そして結論として、オークはたしかに【鉱石?】をドロップした。
【ドロップリスト】
・錆び付いたつるはしx15
・鉱石?x8
・皮?x17
・牙?x30
・ピッグマンの耳x18
・56R
ドロップからクエストに必要な分のものをシルバーに振り分ける、ついでにつるはしも一個付けとく。
どうやらこのモンスターはピッグマンという名前らしい。
鑑定が必要せずに名前がでてくる使い道のわからないアイテム、毎回モンスターの名前みたいなものが付いている。
どうせ後で分かることなら、今すぐに悩む必要もないと感じたから、ラオロアは大抵それをスルーしている。
今回は敵が多い分、戦うのに結構時間掛かったが、ドロップは豊富だ。
最初のピッグマンがモンスターを集めてくれたおかげで、今この付近のモンスターが一掃されている状態となっている。
これなら、今より試すことに邪魔が入らないだろう。
【錆び付いたつるはし】を一個アイテムから取り出して、装備してみると、背中の大剣はピッグマンたちが付けていたつるはしに変わった。
それを掴んで背中から外すと、ラオロアは岩場のすこし色の違う岩を叩いてみる。
「硬いな」
硬い物同士がぶつかる反動がしっかりシミュレートされて、ラオロアの手に帰ってくる。
それを感じて、ラオロアは今度両手でつるはしを掴み、思いっきり振り上げて――そして次に振り下ろした瞬間につるはしが粉々となって光となり散り去った。
「いってぇーな・・・」
手をひらひらさせて痛みを逃がそうとしているようにしながら、ラオロアはもう一度メニューを開く。
新しい職業もスキルも増えていない。

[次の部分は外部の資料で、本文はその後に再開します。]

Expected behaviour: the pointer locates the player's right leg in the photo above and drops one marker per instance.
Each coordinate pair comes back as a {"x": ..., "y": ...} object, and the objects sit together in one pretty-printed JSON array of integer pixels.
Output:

HPはすこし減った。そして装備していたつるはしは綺麗になくなっていた。
ある意味予想通りだ。
予想外だったのは、つるはしがそのまま一回限りで消えたことだ。
たしかにそこに鉱石があるかどうかわからないし、ただ壁を叩いて壊したともいう結末だけど、ラオロアが気にしていたのはつるはしから一切前触れが見れなかったところにある。
装備を大剣に戻して、ラオロアは武器を引き出して触ってみる。見た目はやはり完璧の状態でのそれである。刃こぼれなし、傷もなし。

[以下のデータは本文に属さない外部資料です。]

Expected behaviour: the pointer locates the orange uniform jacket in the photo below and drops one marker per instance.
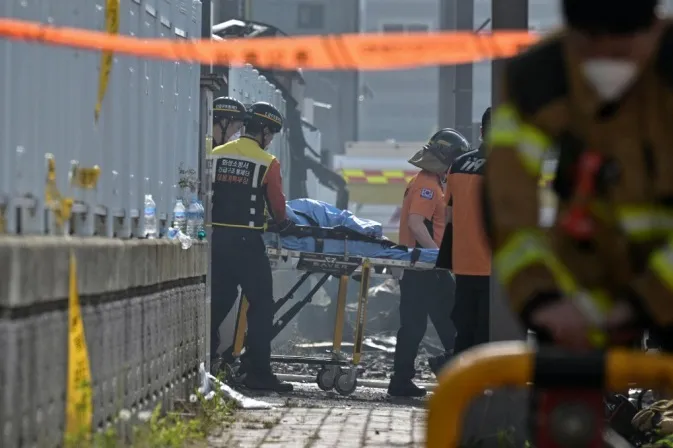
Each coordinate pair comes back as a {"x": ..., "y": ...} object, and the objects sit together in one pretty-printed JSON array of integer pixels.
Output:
[{"x": 424, "y": 196}]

別にゲームだから武器は壊れない、なんてことは思ってはいない。ただ、もし壊れる直前までこういう状態として表示されるのならば、これは厄介なことになる。
「一旦町に戻るか。クエストの目標も達成したし」
それに、そろそろ一度ログアウトしたいな。
シルバーがちゃんと自分に付いて来ていることを確認し、ラオロアはまた森の中で全力疾走を始めた。